Humana’s Clinical Policy Guidelines for Chiropractic Services
Is Chiropractic Care Covered?
Yes. Coverage details for chiropractic care vary based on the specific Humana plan and state regulations. Many Humana plans provide coverage for chiropractic services, typically when treatment is deemed medically necessary to address musculoskeletal issues such as back or neck pain. However, coverage limits and allowances can differ depending on the type of Humana plan, such as HMO, PPO, or Medicare Advantage, as well as the state in which the policy is issued.
Does Chiropractic Care Need Pre-Authorization?
Yes. Pre-authorization requirements depend on your location and specific Humana plan.
For example, some Humana plans require pre-authorization before chiropractic treatment can be approved. Chiropractors may need to submit documentation supporting the medical necessity of care, which Humana reviews to determine eligibility. In some cases, failure to obtain pre-authorization may result in denied claims or reduced coverage for patients, so it is essential to check with Humana or your provider before beginning treatment.

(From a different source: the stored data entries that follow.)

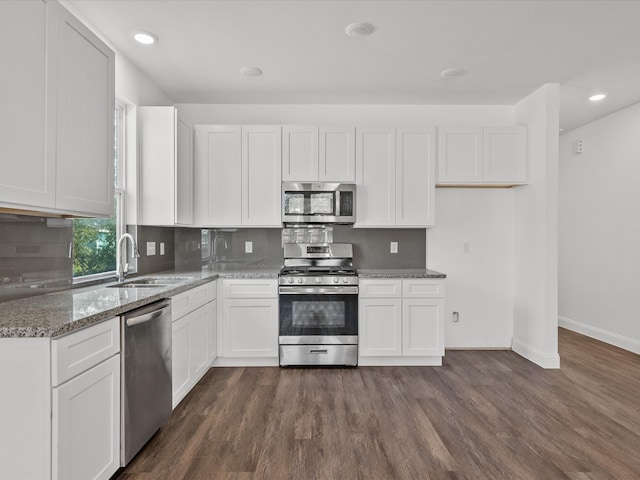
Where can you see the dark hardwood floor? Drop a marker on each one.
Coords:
(483, 415)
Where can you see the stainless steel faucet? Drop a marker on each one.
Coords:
(123, 269)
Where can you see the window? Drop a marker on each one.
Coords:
(94, 239)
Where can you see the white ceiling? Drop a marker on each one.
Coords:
(509, 48)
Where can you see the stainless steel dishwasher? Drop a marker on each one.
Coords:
(146, 375)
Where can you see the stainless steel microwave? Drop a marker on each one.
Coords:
(320, 202)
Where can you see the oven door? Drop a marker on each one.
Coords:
(318, 315)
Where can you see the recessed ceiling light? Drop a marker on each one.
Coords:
(145, 38)
(597, 97)
(453, 72)
(360, 29)
(251, 71)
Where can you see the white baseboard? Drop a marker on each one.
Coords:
(611, 338)
(400, 361)
(246, 362)
(545, 360)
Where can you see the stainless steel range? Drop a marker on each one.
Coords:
(318, 293)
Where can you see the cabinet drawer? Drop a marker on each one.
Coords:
(422, 288)
(258, 288)
(212, 290)
(385, 288)
(188, 301)
(79, 351)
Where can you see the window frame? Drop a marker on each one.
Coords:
(119, 190)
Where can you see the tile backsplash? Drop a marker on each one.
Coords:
(35, 252)
(371, 246)
(35, 255)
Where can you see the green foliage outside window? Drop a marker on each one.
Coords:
(94, 245)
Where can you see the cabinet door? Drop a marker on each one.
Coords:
(218, 173)
(180, 362)
(415, 177)
(157, 165)
(299, 153)
(261, 176)
(213, 331)
(376, 176)
(184, 174)
(380, 327)
(85, 106)
(250, 327)
(27, 169)
(337, 154)
(504, 155)
(86, 424)
(460, 155)
(199, 343)
(423, 327)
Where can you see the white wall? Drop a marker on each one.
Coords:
(535, 329)
(480, 282)
(461, 115)
(599, 254)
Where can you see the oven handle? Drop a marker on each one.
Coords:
(351, 290)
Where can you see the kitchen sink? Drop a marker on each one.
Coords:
(156, 282)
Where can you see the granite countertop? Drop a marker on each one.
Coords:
(63, 312)
(399, 273)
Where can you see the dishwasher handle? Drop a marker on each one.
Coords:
(132, 321)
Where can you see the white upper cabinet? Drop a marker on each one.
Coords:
(395, 177)
(238, 175)
(337, 154)
(165, 168)
(27, 169)
(299, 153)
(261, 177)
(475, 156)
(311, 154)
(415, 177)
(61, 82)
(376, 174)
(218, 172)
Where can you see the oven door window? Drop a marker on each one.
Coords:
(318, 314)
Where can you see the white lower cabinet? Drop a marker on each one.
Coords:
(60, 405)
(86, 424)
(380, 326)
(248, 327)
(192, 339)
(86, 403)
(401, 322)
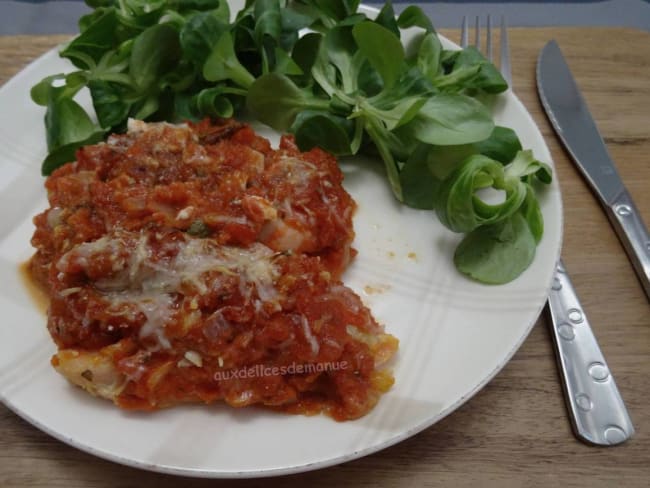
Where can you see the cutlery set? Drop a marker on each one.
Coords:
(597, 411)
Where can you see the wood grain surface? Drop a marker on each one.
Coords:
(515, 431)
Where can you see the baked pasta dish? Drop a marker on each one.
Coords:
(195, 263)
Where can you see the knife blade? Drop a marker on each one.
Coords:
(576, 128)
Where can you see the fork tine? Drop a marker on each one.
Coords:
(464, 34)
(488, 41)
(506, 70)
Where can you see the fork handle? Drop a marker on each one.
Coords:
(598, 414)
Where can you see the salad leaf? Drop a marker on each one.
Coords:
(347, 85)
(498, 253)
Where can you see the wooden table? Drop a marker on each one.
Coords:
(515, 432)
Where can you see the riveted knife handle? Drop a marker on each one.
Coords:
(598, 414)
(633, 233)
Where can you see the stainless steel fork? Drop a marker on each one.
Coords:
(598, 414)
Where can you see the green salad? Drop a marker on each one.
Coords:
(331, 76)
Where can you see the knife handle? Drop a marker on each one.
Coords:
(598, 413)
(633, 233)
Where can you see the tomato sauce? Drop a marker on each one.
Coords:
(178, 259)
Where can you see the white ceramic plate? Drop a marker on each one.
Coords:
(455, 335)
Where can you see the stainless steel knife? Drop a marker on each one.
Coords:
(569, 115)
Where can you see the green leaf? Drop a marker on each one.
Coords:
(99, 36)
(447, 119)
(419, 186)
(402, 113)
(155, 52)
(428, 60)
(488, 77)
(65, 154)
(109, 102)
(268, 20)
(414, 16)
(386, 18)
(322, 129)
(497, 254)
(502, 145)
(382, 48)
(533, 214)
(68, 127)
(276, 101)
(444, 160)
(222, 64)
(43, 91)
(341, 48)
(200, 34)
(284, 64)
(524, 164)
(214, 102)
(305, 51)
(66, 122)
(462, 210)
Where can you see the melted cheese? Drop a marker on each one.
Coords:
(141, 284)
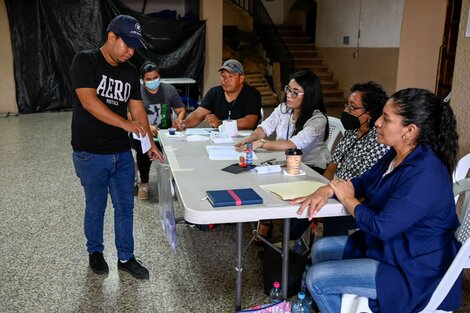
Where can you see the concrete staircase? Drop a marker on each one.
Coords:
(257, 80)
(306, 56)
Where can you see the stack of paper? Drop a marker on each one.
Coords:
(225, 153)
(292, 190)
(218, 137)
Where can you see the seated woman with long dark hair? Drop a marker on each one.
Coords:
(300, 123)
(406, 221)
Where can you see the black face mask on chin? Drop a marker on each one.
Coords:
(350, 121)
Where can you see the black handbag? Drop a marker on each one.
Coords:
(272, 270)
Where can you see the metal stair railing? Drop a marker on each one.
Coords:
(269, 36)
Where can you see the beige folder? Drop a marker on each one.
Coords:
(289, 191)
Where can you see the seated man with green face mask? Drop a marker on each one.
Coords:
(160, 100)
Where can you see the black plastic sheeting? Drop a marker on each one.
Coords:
(46, 34)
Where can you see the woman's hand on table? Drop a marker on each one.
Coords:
(179, 124)
(241, 146)
(212, 120)
(344, 191)
(314, 201)
(154, 130)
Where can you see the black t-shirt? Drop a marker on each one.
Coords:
(115, 86)
(248, 102)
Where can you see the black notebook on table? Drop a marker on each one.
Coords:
(233, 197)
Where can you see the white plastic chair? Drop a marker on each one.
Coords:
(461, 170)
(336, 128)
(350, 303)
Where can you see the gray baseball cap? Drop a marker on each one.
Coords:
(232, 66)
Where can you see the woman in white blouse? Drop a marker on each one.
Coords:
(299, 123)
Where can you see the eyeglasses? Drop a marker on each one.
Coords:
(293, 93)
(350, 108)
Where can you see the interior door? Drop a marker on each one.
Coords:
(448, 48)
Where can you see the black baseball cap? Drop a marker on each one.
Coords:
(128, 28)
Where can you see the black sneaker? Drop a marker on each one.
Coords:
(134, 267)
(98, 263)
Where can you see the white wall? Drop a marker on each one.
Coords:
(380, 23)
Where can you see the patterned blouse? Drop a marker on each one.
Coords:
(311, 139)
(353, 157)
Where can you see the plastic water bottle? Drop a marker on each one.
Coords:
(275, 295)
(303, 286)
(249, 154)
(300, 305)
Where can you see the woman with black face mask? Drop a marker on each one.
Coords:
(358, 150)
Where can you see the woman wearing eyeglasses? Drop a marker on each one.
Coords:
(406, 220)
(300, 123)
(358, 149)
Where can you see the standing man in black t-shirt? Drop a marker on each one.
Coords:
(233, 99)
(106, 87)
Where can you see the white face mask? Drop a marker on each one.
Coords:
(153, 84)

Is a Third-Party Company Used to Manage Chiropractic Benefits?
Yes, in certain cases.
Humana may partner with third-party companies, such as American Specialty Health (ASH) or eviCore, to manage chiropractic benefits. These organizations assist in administering pre-authorization processes, utilization management, and provider performance assessments to ensure compliance with Humana’s clinical guidelines.
Are There Limits to Chiropractic Coverage?
Yes.
Limits are often based on medical necessity guidelines. Many Humana plans impose an annual cap on the number of chiropractic visits covered or restrict coverage based on the type of chiropractic treatment received. Plans with utilization management protocols, such as those managed through third-party administrators, may have more stringent visit limitations and guidelines for care frequency.